2. The probability of having a homozygous recessive offspring from the second cross is 0%.
First Scenario:
- We have a heterozygous male with the genotype Ww and a homozygous recessive female with the genotype ww.
- We use a Punnett square to determine the possible genotypes of their offspring.
[tex]\[
\begin{array}{|c|c|c|}
\hline & W & w \\
\hline w & Ww & ww \\
\hline w & Ww & ww \\
\hline
\end{array}
\][/tex]
- Looking at the Punnett square:
- Two squares show the genotype Ww (heterozygous).
- Two squares show the genotype ww (homozygous recessive).
- Therefore, out of the four possible outcomes, two are heterozygous (Ww).
- The probability that an offspring will be heterozygous (Ww) is:
[tex]\( \frac{2}{4} = \frac{1}{2} \)[/tex] or 50%.
Second Scenario:
- We have a heterozygous individual Ww crossed with a homozygous dominant individual WW.
- Again, using a Punnett square:
[tex]\[
\begin{array}{|c|c|c|}
\hline & W & w \\
\hline W & WW & Ww \\
\hline W & WW & Ww \\
\hline
\end{array}
\][/tex]
- In this Punnett square:
- Two squares show the genotype WW (homozygous dominant).
- Two squares show the genotype Ww (heterozygous).
- None of the squares shows ww (homozygous recessive).

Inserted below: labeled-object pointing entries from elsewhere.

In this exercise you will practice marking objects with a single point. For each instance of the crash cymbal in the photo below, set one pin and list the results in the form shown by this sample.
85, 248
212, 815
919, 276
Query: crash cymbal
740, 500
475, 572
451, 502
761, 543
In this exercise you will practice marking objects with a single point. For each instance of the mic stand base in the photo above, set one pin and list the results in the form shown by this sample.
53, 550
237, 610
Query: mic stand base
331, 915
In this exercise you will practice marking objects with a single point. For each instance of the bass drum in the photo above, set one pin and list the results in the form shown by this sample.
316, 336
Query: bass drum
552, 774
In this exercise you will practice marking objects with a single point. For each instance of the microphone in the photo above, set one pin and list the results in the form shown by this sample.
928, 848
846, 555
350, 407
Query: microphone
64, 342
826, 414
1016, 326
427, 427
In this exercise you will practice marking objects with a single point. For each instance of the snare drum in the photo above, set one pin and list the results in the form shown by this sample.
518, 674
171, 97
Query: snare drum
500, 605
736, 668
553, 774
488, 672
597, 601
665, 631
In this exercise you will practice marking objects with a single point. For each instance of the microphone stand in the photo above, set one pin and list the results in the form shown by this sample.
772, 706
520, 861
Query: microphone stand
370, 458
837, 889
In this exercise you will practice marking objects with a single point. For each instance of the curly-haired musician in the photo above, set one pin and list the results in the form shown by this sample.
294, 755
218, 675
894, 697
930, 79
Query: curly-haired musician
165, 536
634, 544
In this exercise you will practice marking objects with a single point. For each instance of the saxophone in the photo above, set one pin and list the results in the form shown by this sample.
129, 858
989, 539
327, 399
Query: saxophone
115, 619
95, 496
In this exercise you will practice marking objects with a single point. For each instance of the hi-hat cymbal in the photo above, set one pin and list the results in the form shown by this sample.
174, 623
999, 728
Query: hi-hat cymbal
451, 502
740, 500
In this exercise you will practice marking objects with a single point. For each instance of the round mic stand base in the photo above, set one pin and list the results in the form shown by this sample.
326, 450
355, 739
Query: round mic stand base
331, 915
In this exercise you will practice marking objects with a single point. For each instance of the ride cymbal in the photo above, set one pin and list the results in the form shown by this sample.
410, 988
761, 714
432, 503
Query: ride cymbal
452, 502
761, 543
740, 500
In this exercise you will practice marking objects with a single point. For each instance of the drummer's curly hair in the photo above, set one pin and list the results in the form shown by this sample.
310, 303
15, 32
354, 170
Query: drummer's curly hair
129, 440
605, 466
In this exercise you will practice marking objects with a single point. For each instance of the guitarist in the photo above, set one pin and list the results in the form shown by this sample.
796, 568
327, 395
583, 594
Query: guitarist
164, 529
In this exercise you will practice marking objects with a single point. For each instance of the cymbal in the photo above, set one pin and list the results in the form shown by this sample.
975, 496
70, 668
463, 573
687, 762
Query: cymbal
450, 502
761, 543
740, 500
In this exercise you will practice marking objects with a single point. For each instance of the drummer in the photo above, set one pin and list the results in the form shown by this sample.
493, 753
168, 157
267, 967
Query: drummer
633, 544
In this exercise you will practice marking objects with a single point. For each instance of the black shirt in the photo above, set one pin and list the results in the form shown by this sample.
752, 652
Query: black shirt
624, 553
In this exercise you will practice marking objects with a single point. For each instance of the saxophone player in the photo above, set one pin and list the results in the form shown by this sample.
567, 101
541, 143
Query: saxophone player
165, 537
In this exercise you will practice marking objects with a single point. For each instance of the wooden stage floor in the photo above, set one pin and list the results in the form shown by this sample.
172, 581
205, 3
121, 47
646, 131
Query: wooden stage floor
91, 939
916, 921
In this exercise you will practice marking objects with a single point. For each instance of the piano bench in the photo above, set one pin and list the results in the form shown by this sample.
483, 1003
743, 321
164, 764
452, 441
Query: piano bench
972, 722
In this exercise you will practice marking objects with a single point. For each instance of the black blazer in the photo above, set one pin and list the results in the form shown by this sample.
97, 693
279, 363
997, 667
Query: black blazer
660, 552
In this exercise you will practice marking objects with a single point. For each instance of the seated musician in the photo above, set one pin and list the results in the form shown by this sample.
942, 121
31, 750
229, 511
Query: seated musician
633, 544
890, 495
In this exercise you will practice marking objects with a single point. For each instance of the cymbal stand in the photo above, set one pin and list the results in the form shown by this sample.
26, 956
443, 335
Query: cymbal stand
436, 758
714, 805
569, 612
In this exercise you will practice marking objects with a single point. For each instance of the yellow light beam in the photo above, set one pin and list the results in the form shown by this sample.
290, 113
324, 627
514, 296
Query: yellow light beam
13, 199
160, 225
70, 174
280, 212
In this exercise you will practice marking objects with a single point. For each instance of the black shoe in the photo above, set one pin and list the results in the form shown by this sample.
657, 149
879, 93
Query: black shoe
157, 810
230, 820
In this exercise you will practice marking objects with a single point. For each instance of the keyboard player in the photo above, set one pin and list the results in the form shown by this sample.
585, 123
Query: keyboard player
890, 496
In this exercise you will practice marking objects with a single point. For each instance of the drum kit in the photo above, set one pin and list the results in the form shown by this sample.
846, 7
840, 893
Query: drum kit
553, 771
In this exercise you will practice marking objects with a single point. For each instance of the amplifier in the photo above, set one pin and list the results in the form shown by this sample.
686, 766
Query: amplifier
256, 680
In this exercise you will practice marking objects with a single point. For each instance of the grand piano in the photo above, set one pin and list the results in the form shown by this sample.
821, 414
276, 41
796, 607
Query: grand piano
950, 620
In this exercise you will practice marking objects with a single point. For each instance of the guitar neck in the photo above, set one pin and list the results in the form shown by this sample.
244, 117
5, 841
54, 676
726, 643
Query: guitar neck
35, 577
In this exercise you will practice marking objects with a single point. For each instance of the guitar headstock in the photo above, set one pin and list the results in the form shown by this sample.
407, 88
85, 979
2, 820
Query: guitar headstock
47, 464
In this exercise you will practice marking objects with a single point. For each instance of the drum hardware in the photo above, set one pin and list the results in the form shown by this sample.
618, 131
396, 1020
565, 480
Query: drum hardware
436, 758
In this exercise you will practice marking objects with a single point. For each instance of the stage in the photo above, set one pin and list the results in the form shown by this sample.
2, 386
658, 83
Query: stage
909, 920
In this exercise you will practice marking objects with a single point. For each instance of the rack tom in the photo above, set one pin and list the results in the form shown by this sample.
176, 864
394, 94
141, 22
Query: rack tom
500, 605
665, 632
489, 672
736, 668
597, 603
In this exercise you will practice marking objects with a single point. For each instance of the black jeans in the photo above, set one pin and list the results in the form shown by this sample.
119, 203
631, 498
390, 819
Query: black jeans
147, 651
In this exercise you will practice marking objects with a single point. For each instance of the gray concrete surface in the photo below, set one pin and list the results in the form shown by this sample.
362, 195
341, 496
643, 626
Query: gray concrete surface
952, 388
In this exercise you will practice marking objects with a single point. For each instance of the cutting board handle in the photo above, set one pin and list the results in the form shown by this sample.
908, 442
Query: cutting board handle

- Therefore, the probability of having a homozygous recessive offspring (ww) is:
[tex]\( 0 \)[/tex] or 0%.
So, from the given scenarios:
1. The probability of having heterozygous offspring from the first cross is 50% or [tex]\( \frac{1}{2} \)[/tex].
2. The probability of having a homozygous recessive offspring from the second cross is 0%.